Yahoo! Search's most prominent (and unofficial) blogger, Jeremy Zawodny, writes about comment spam. And he's not shy about the key role that search engines have in fighting against this plague:

Then a partial solution is fairly clear. I've heard and seen others discuss it over the past few months. The search engines need to be smarter about reading and indexing content.

When folks like Tim build software that classifies pages, the software needs to be able to recognize the difference between links produced by the blog owner(s) and those contributed by readers and spambots.

Once you can identify the difference between those two types of links, you simply stop using the second type of link when calculating rank. Sure, you can still count them for the purpose of providing link counts--just don't factor them into the ranking.

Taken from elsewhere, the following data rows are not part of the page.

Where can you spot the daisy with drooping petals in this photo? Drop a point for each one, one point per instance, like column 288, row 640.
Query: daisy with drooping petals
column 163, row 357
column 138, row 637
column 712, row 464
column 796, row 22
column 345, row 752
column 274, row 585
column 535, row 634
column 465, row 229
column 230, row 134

How's that for removing the incentive?

There are already several proposals on how to do that. My favorite is a simple pair of comments that act as a wrapper around any content that you don't want the search engines to index, and it's my favorite because it's the simplest I've seen so far and it gives me control on what gets indexed or not within a page, not just links. Others involve a fairly comprehensive qualification of links relationships that paves the way to lots of very interesting applications but have about zero chance to be effective until it's built-in with a very simple GUI in web editing tools so that Joe Average starts using it. There might already be more solutions around than blog spammers, and I'm sure even Google and Yahoo! have their own ideas. The most important thing is that they agree on the same one, call it the industry standard and tell world + dog to happily use it on their web sites.

Brad Choate objects that the fix is already out there: just use a redirection service for links. However this has three main drawbacks: 1) it kills the referrer information, 2) it wastes resources for handling a simple link, 3) it prevents links mining services such as Technorati and alike to map connections between sites. Ironically, it should be pointed that Movable Type does provide a redirection of sorts, except that it doesn't work in comments body, making it fairly useless. But the killer reason why this is not the horse I'd bet on, is that nothing prevents the search engines bots to eventually be smart enough to follow the redirections until they reach the destination, and handle it exactly as those redirections did not exist. The redirection that Brad mentions is actually a hack based on the current inability of those engines to follow some redirection mechanisms.